- Что дают за Настей?
- "Жигуля". Ну и квартирка у нее есть кооперативная. Думаешь, из-за квартиры? "Жигуль", конечно, - тьфу! Я знаю мужика, тот подарил дочке на свадьбу "Волгу" прямо с правами. В бардачке лежали. Ездий, дитя, сбивай пешеходов и пешеходиц.
К ним подошла Настя.
- Дядя Витя, пойдем спляшем.
- Иди с Вениамином. Он плясун. Чего тебе с женихом не сидится?
- А не твоего ума дело, - ответил за Настю Вениамин Борисович.
И они поскакали в соседнюю комнату плясать.
На фронт Виктор Иванович попал под конец войны.

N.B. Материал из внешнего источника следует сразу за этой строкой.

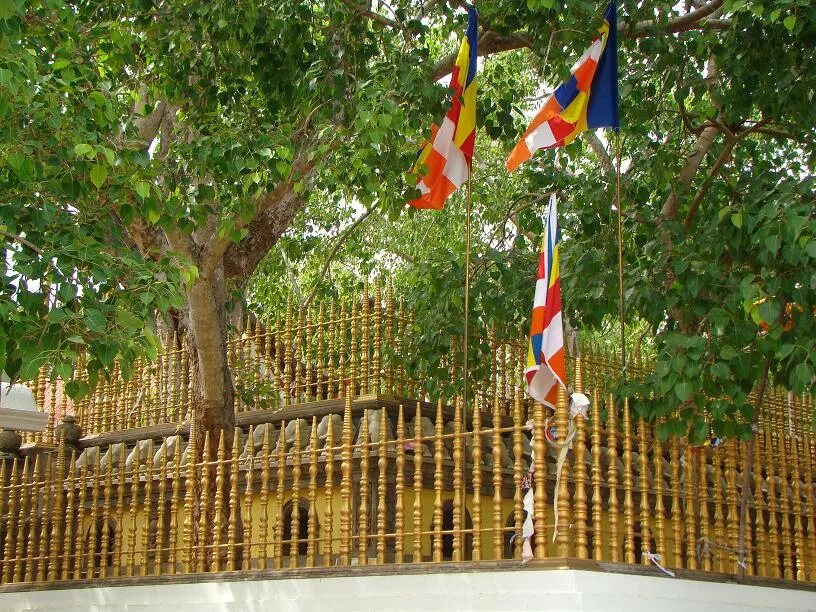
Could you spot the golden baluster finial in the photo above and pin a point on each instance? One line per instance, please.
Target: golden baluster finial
(294, 546)
(419, 451)
(437, 510)
(147, 509)
(5, 495)
(689, 511)
(70, 517)
(78, 543)
(203, 524)
(382, 468)
(288, 354)
(161, 507)
(299, 385)
(540, 480)
(30, 520)
(354, 349)
(579, 471)
(643, 486)
(518, 474)
(498, 514)
(628, 487)
(676, 508)
(760, 539)
(322, 374)
(263, 527)
(458, 482)
(280, 485)
(246, 514)
(363, 510)
(234, 501)
(660, 507)
(376, 364)
(399, 485)
(93, 533)
(732, 497)
(57, 517)
(399, 347)
(476, 478)
(718, 498)
(311, 546)
(328, 497)
(799, 538)
(780, 436)
(44, 540)
(188, 528)
(118, 548)
(365, 340)
(563, 537)
(334, 388)
(613, 478)
(172, 532)
(773, 525)
(345, 483)
(389, 340)
(597, 477)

Направили его в комендантский взвод танковой части.
В этом эпизоде мы позволим себе называть Виктора Ивановича Витей. Юн был солдатик. Сгорал от стыда по любому поводу. Отсюда румянец, полыхающий на его щеках, правильнее было бы назвать цветомузыкой.
Командир взвода, молодой лейтенант в скрипучих ремнях, в сапогах обжимающе-мягких, крикнул: "Пополнение, смирно!" - и поздравил с прибытием в прославленную гвардейскую бригаду под командованием Героя Советского Союза. "Мы сейчас впереди всех войск. Воюем на острие. Мы - прорыв!" От этих прекрасных слов щуплая Витина грудь стала выпуклой и стальной.
Комендантский взвод располагался в некотором отдалении от города, так и не взятого танками. Танки с приказом ничего не ломать держали город в кольце. Танкисты ожидали пехоту, чтобы отдать ей этот древний город для закрепления, а самим рвануть вперед.
И уже приближалась пехота на подручных средствах передвижения.
Вите хотелось побежать в город, пальнуть по защитникам из вороненого автомата ППС, но сержант приказал ему заступить на ответственный трехсменный пост и сам отвел его в домик штаба к белой двери с оторванной ручкой. Витя сменил солдата с угрюмым лицом.
- Тут будешь стоять. Тут две бабы. Немки. Никого не пускать. Хоть кто будь. Ясно? Проводишь их куда скажут. Кухен - кухня. Клозет или аборт сортир. И никаких разговоров. И чтобы возле них никого! Понял, или дополнительно разъяснить?
Сержантово лицо не содержало ничего ободряющего, кроме слов матерного содержания. Витя кивнул головой, и прекрасное волнение от близости фронта и своей причастности к прорыву покинуло его грудь, уступив место смятению и обиде.
К посту подходили солдаты с колодками на груди, с пистолетами и кинжалами на животе, и гранатами по всему поясу. В лихо заломленных пилотках. Говорили ему:
- Привет, Матросов. Закрыл амбразуру.
Сволочи. Даже хуже сволочей. Витя краснел, поджимал живот, словно ждал удара. Отворачивался. Подбородок его дрожал. Они были как фашисты они ремни из него резали.